I can give you an example that will work with the .Net CLR GC:
If you override a finalize method from a class and do not call the super class Finalize method such as
protected override void Finalize(){
Console.WriteLine("Im done");
//base.Finalize(); => you should call him!!!!!
}
When you resurrect an object by accident
protected override void Finalize(){
Application.ObjJolder = this;
}
class Application{
static public object ObjHolder;
}
When you use an object that uses Finalize it takes two GC collections to get rid of the data, and in any of the above codes you won't delete it.
frequent memory allocations
lack of memory reusing (when dealing with large memory chunks)
keeping objects longer than needed (keeping references on obsolete objects)
In most modern collectors, any use of finalization will slow the collector down.

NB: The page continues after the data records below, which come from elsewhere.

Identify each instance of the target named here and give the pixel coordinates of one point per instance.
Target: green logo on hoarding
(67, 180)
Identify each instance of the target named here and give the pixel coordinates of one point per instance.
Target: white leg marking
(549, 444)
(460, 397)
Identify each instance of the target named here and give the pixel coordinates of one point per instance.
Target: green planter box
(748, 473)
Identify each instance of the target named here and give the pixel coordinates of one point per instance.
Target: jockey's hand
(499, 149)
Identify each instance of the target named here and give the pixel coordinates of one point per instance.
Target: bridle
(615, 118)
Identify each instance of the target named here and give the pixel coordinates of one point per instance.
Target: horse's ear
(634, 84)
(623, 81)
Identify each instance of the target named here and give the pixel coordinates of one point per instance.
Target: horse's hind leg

And not just for the objects that have finalizers.
Your custom service does not have a load limiter on it, so:
A lot requests come in for some reason at the same time (everyone logs on in the morning say)
The service takes longer to process each requests as it now has 100s of threads (1 per request)
Yet more part processed requests builds up due to the longer processing time.
Each part processed request has created lots of objects that live until the end of processing that request.
The garbage collector spends lots of time trying to free memory it, however it can’t due to the above.
Yet more part processed requests builds up due to the longer processing time…. (including time in GC)
I have encountered a nice example while doing some parallel cell based simulation in Python. Cells are initialized and sent to worker processes after pickling for running. If you have too many cells at any one time the master node runs out of ram. The trick is to make a limited number of cells pack them and send them off to cluster nodes before making some more, remember to set the objects already sent off to "None". This allows you to perform large simulations using the total RAM of the cluster in addition to the computing power.
The application here was cell based fire simulation, only the cells actively burning were kept as objects at any one time.